Monday, 11 August 2008

US long term interest rates stay high

There is one reality that all central bankers must face. They can change short-term interest rates, but long rates belong to the market.

The Fed started aggressively cutting the Federal Fund rate earlier this year. However, the 10 year treasury bond rate has remained stubbornly high. Bond holders haven't paid much attention to the Fed's desperate attempts to stave off recession with headline grabbing rate cuts. Those 75 basis point cuts might look good on a press release but so far the cuts have left financial markets cold. As a result, many lending rates, such as mortgages and auto loans have hardly moved in the last six or so months.

The Bank of England would do well to study this experience. Any attempt to bring UK long rates down while inflation remains high is likely to fail. The yield curve will steepen as inflation expectations rise and feed into long term rates.

Central banks who push their policy rates into negative territory, typically lose control of long rates. Monetary policy starts to have perverse effects on the economy. Rapid monetary growth, which invariably accompanies negative rates, generates inflation. At the same time, long rates increase, leading to a slowdown in investment and economic growth.
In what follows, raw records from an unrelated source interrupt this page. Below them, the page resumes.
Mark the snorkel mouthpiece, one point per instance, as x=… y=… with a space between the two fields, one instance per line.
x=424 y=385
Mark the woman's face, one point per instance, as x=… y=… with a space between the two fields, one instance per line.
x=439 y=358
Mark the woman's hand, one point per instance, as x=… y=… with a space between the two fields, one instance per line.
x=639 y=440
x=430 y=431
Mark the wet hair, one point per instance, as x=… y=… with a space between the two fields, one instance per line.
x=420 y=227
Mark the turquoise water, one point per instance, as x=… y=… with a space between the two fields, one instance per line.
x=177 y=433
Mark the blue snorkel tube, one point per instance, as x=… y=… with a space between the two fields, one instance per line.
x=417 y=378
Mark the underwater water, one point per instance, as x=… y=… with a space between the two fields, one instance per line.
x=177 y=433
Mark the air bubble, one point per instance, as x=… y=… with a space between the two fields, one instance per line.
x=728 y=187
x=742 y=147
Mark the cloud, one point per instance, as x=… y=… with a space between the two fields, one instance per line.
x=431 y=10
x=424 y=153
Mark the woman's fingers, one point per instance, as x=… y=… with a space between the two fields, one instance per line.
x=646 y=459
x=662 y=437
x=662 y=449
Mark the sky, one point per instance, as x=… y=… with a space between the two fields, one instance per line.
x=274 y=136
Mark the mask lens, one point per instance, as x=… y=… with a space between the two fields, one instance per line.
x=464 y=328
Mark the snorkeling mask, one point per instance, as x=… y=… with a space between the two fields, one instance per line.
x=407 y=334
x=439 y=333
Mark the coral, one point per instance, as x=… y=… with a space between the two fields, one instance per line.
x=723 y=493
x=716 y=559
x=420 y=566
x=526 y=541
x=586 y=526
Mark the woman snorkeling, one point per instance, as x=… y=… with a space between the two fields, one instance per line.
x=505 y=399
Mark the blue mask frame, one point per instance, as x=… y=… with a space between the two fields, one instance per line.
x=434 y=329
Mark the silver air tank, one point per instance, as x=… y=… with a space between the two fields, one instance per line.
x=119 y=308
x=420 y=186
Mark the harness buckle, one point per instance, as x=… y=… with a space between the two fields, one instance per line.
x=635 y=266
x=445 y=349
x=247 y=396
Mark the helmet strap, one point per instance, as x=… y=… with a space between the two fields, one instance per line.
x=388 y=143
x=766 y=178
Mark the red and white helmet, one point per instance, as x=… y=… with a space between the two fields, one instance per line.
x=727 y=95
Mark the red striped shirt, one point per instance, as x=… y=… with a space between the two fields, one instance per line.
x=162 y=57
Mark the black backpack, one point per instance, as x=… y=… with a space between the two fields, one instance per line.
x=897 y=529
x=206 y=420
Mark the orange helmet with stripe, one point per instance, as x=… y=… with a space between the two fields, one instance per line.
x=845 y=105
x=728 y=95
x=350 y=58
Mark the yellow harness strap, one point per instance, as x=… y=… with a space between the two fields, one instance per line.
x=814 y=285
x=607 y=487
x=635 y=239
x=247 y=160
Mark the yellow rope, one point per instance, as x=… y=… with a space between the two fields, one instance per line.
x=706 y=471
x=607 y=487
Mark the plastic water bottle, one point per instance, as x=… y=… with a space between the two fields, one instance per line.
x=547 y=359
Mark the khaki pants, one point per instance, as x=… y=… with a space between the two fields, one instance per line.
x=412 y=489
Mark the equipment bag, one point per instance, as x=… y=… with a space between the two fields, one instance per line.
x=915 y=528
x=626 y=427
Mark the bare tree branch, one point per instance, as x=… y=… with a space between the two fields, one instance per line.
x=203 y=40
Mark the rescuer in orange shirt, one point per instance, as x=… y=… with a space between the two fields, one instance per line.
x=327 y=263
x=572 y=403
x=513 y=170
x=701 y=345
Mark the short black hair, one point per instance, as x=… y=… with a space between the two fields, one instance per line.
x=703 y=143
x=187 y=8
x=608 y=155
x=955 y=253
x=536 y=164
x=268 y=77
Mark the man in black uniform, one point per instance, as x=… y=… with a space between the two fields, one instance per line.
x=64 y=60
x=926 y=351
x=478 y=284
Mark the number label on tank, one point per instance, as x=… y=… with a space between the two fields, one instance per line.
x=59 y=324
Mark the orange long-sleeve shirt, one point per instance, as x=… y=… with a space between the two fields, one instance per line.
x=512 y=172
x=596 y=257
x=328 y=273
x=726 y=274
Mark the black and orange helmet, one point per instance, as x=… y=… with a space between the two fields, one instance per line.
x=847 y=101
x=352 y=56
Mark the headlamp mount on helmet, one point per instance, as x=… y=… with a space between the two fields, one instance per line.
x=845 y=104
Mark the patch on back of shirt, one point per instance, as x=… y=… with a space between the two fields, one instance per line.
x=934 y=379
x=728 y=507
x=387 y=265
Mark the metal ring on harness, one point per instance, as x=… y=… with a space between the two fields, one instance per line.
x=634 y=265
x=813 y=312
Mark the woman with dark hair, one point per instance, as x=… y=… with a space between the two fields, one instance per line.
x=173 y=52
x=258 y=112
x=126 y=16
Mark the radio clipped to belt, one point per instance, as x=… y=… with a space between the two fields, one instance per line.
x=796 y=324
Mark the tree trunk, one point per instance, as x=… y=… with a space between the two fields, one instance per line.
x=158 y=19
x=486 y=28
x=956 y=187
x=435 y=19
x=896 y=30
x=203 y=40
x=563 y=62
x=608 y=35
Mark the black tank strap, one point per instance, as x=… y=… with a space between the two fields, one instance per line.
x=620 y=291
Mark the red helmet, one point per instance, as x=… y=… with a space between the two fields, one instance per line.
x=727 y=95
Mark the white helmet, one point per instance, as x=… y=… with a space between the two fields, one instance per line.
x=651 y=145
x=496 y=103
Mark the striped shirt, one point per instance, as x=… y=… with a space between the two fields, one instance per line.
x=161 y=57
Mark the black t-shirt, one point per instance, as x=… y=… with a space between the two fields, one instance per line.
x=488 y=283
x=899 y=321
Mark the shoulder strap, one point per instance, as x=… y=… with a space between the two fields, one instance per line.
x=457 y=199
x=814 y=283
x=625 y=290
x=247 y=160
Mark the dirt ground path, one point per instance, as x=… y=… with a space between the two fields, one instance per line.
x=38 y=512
The end result is stagflation.

2 comments:

Anonymous said...

Another classic chart.....

Edward Harrison said...

Alice, this chart is too good. It shows the conundrum Bernanke faces. Greenspan wondered why interest rates didn't respond as he raised them near the end of his term. Bernanke has to be wondering the same thing as well.

Obviously, the Fed has lost all control of long term rates and this is part of the reason their liquidity is not having the desired outcome.

And I reckon you are right -- the BoE would get the same result if it tried. But try they will.